Le thème traité le plus souvent dans ces peintures est celui du cycle de la vie et de la mort. On y dépeint l'être humain qui s'accroche à la vie, malgré toutes les vicissitudes, alors que le salut ne peut venir que de Bouddha.
Une version de ce thème montre un démon, Mahakala (le grand Noir), portant sur la tête une guirlande de cinq crânes humains, qui tient une roue entre ses griffes et ses dents. La roue est le cercle de l'existence et le démon représente l'instinct de vie. Sur le moyeu de la roue, un coq,un serpent et un porc se poursuivent et actionnent la roue: ce sont le désir, la colère et l'ignorance.
La roue est divisée en six secteurs, dont chacun décrit certaines réalités de l'existence terrestre (" rochers nus, les pics aigus, la steppe rase"...) ainsi que des demi-"dieux (emmêlés)" que l'on voit eux aussi assujettis à la vie et au trépas. Un peu éloigné de la roue et de ses suppliciés trône en extase Bouddha ("l'Eveillé") qui montre le chemin du salut.

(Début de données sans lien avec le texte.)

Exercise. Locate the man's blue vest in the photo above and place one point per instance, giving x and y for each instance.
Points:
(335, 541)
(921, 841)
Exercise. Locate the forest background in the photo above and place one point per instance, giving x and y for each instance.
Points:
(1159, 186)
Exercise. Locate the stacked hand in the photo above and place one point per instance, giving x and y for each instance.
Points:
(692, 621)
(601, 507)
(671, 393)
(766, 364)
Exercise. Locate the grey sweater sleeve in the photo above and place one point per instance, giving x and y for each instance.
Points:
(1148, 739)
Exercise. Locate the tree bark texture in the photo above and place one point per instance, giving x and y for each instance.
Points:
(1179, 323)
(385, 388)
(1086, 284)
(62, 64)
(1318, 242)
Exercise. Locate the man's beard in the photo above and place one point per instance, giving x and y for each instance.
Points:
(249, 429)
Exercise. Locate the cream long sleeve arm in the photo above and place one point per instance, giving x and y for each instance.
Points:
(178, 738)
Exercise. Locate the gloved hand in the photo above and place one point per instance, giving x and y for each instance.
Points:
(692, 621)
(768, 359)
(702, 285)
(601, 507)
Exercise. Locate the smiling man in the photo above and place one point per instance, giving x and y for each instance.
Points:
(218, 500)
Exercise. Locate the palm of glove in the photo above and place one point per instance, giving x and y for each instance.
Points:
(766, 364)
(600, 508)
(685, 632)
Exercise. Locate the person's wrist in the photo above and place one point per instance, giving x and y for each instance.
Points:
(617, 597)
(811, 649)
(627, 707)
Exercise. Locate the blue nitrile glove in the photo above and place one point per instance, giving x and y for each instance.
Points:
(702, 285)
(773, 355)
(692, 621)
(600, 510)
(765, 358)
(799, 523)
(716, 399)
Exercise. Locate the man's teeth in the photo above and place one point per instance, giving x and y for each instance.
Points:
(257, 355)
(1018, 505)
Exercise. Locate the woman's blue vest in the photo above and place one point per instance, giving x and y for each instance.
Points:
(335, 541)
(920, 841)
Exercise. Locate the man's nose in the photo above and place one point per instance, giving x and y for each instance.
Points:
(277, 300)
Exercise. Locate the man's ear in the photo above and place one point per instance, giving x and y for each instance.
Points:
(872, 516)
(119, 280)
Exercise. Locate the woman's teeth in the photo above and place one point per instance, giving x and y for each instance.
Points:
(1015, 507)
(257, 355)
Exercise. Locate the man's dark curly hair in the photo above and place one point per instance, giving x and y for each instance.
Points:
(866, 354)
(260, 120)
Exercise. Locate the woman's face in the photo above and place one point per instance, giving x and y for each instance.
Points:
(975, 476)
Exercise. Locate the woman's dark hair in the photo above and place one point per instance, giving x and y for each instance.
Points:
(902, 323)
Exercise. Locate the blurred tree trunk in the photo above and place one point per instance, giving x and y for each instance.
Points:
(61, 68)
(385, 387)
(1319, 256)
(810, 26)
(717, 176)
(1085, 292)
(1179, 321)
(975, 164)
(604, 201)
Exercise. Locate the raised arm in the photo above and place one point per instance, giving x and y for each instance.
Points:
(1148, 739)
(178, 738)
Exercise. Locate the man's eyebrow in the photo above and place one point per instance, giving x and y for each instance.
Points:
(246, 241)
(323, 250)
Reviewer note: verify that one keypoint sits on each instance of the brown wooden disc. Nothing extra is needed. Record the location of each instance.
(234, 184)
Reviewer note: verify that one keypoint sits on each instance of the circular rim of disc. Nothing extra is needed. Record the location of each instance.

Les quatre éléments ont un rôle prépondérant dans ces représentations (et ils sont évoqués dans la seconde strophe avec la fameuse "hantise" qui tourmente l'auteur). D'autres symboles souvent usités sont l'auréole, le faisceau lumineux et les membres multipliés, -comme les nombreuses mains de la déesse Tara-, qui symbolisent l'omniprésence, la force et la bienveillance des personnages qui en sont dotés. "

Le mot "trame" dans le dernier vers est utilisé à dessein: son équivalent sanskrit "tantra" désigne des manuels de pratiques ésotériques en honneur tant sans le bouddhisme que dans l'hindouisme.

Source: "Ladakh" de Rajesh et Ramesh Bedi
This poem refers to a trip Michel Galiana took to Ladakh, a mountain desert on the Northern borders of the Indian province Jammur and Kashmir. "In the Buddhist monasteries are preserved beautiful coloured large paintings on silk, cotton and linen fabrics called "thankas" which have spiritual or religious themes. There are well defined guidelines in the scriptures for preparing a thanka: work begins at an auspicious moment and the lamas keep singing hymns till the painting is complete. It is then ceremonially established and from then on revered as divine. They are a unique blend of Chinese and Indian art.

The most frequently depicted theme of these paintings is the cycle of life and death. It portrays that the human being, in spite all his sufferings clings to life, whereas only Buddha can provide salvation.
One version of this theme shows a demon, Mahakala (The Great Black one), with a garland of five human skulls on his head, holding a wheel in his claws and teeth. The wheel is the circle of life and the demon represents the desire to live. A cock, a serpent and a pig at the hub of the wheel represent desire, anger and ignorance and keep the wheel turning.
The wheel is divided into six sectors, each with depictions of the realities of a worldly life (bare rocks, pointed peaks, deserts...) and even (entangled) demi-gods are shown not free from life and death. A little away from the wheel and its sufferers sits the Buddha (the Awakened one) in ecstasy, showing the path to salvation.

The four elements are predominantly used in these paintings (they are evoked in the second verse by the poet along with his own ailments). Other oft used symbols are halos, lightning and multiple body parts(like the several hands of the goddess Tara) which symbolize omnipresence, strength and benevolence of the figures endowed with such features."

The word "weft" in the last line was chosen on purpose: its Sanskrit equivalent "tantra" applies to ancient esoteric handbooks used by both Buddhists and Hinduists.